MINI「クロスオーバー」。全長×全幅×全高は4105×1790×1550mm。ぞれぞれベースのハッチバックモデルに対して全長は270mm、全幅は75mm、全高は120mm大きい

 MINIモデルラインのなかでも40%を占める人気モデルが「MINI クロスオーバー」だ。

 リアゲートを含む5ドアハッチバックモデルで5人乗り(MINIハッチバックは4人乗り)、MINIのコンパクト感とカッコ良さを持ちながら多人数乗車にも対応するマルチ性が市場に受けている。

 通常のMINIハッチバックよりもひと回り大きく、それゆえに室内やラゲッジスペースには十分な余裕がある。モデルラインはベースモデルとなるMINI「ONE」クロスオーバー、「クーパー」クロスオーバー、「クーパー S」クロスオーバー ALL4、「クーパー D」クロスオーバー、「クーパー D」クロスオーバー ALL4、「クーパー SD」クロスオーバーと、ハイスペックな「JCW」クロスオーバーだ。

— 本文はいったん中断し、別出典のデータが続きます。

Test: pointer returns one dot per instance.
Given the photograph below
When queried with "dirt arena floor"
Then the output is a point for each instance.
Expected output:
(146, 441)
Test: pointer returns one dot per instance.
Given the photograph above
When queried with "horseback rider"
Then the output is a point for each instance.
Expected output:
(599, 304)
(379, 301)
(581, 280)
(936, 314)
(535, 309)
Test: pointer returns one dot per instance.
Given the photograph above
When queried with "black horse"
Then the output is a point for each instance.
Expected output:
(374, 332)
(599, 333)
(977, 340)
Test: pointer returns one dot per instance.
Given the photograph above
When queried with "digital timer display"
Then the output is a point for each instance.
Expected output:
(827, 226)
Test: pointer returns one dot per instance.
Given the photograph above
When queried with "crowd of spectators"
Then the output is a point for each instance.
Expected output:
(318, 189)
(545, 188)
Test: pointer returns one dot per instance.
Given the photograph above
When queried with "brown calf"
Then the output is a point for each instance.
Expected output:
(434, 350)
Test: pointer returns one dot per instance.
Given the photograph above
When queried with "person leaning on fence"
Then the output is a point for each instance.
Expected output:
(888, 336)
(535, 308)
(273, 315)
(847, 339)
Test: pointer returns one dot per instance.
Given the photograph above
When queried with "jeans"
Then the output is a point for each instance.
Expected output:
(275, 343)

 エコ性能が高く、低速域で力強いディーゼルエンジンを搭載する「D」が2016年から追加され、モデルラインに厚みを増した。

「クラブマン」は大きいけれどMINIらしさ充分

MINIの中で最もロングな「クラブマン」。全長×全幅×全高は4270×1800×1470mm。最安の「ONE」で価格は322万円

 MINIクラブマン。その低くワイドなデザインはなかなかモダンな印象を受ける。

 MINIクロスオーバーと比較すると80㎜低い1470㎜。テールゲートはいわゆる伝統の観音開き。車幅がワイド化されているが、テールライトが横長となりドアがリヤパネルいっぱいを占めていて、旧モデルのどこかノスタルジックな印象はほとんどない。

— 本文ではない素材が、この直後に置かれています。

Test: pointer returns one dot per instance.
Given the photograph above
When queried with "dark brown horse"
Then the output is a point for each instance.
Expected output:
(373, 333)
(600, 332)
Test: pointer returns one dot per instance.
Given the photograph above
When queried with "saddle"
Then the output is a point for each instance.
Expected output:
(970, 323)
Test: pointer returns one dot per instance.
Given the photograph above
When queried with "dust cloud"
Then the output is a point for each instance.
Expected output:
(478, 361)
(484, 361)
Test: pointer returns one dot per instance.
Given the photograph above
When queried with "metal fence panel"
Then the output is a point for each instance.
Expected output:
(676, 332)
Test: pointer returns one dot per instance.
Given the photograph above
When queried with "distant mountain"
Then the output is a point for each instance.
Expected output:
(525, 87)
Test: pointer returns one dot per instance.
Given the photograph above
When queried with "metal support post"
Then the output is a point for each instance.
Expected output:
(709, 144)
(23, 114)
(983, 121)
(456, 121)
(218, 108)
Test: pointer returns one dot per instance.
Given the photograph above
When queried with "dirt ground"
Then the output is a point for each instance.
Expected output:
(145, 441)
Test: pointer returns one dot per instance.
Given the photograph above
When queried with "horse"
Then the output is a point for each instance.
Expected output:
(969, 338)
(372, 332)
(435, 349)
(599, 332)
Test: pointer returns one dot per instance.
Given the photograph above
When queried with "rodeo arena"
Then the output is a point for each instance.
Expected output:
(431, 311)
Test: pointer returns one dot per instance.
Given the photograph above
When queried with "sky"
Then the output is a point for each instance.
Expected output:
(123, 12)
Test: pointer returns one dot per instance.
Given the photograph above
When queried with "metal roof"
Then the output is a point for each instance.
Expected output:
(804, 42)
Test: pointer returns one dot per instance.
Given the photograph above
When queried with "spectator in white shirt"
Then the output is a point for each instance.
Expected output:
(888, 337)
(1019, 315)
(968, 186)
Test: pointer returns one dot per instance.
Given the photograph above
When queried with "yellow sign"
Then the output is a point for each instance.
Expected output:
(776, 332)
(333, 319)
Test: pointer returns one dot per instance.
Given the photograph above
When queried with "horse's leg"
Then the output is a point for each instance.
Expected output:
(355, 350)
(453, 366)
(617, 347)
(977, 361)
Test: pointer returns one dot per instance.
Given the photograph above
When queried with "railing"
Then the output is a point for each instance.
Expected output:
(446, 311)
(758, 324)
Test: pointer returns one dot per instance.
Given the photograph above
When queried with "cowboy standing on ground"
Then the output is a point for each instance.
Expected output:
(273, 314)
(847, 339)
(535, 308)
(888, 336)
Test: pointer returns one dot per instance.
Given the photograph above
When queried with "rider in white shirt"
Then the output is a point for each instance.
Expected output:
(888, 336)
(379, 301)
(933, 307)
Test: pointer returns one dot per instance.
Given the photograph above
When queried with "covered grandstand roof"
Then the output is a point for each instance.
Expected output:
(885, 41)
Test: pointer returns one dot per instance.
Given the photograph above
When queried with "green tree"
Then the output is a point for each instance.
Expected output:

 インテリアも同様に楕円形のダッシュボードが横方向の空間を強調している。そしてクローム処理が各所に使われ、高級感を出している。走り始めてまず感じるのがシートのサポート感が良いこと。脇腹より下をしっかりとホールドして、ステアリング操作を邪魔しない。

 エンジンは「クーパー」クラブマンに1.5L直3ターボと、「クーパー S」クラブマンには2L直4ターボが搭載される。同じくそれぞれディーゼルエンジンを搭載する「D」と「SD」も追加されている。

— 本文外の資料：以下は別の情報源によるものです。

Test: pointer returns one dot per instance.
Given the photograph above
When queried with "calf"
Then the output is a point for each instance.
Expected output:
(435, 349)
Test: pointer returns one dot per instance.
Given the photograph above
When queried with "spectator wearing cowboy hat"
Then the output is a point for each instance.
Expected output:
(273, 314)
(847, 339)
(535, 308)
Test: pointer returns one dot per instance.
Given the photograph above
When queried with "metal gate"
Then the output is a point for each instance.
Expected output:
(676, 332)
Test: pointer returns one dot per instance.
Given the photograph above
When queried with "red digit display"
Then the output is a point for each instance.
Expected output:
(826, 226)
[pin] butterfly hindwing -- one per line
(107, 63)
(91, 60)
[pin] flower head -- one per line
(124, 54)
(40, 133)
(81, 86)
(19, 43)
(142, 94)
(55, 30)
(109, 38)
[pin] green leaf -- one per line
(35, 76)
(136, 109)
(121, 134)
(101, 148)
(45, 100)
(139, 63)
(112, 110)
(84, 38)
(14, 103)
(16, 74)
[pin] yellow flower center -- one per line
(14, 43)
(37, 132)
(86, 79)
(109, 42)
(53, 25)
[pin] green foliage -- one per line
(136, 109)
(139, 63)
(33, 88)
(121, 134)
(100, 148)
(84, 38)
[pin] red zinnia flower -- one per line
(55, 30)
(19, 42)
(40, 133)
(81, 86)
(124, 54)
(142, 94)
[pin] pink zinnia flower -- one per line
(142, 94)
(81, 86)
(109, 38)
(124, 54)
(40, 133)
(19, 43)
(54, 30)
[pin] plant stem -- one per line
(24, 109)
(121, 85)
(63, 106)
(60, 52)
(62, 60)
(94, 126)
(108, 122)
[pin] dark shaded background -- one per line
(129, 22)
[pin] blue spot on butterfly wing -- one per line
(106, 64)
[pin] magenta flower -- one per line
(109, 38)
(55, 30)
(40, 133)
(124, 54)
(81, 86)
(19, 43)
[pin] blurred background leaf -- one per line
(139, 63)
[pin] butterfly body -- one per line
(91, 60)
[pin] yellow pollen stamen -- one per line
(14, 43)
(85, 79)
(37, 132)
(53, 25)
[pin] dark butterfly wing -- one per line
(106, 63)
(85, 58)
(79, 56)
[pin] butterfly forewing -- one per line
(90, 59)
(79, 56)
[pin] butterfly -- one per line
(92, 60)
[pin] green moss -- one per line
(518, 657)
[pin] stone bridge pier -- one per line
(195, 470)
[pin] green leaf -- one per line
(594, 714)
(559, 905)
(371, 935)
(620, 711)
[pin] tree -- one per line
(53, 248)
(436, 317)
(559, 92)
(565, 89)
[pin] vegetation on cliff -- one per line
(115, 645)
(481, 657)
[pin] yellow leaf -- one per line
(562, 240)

 ガソリン、ディーゼル共に「S」には8速ATが採用されそれ以外は6速ATだ。走りではロール感が少ない締まったサスペンション。大きさを感じさせないMINIらしいキビキビとしたハンドリングだ。

◆  ◆  ◆

 MINIはモデルラインも多数あり、使い勝手を含めて様々なモデルの中から自分に合ったモデルを選ぶことができる。

 MINIに関して価格はそれほど関係なく、ユーザーの好みの差をしっかりとモデルラインに反映している。リセールバリューが崩れないモデルラインと販売価格。ここをしっかりと押さえているから、少々価格が高くてもMINIファンはいつもついてくるのだろう。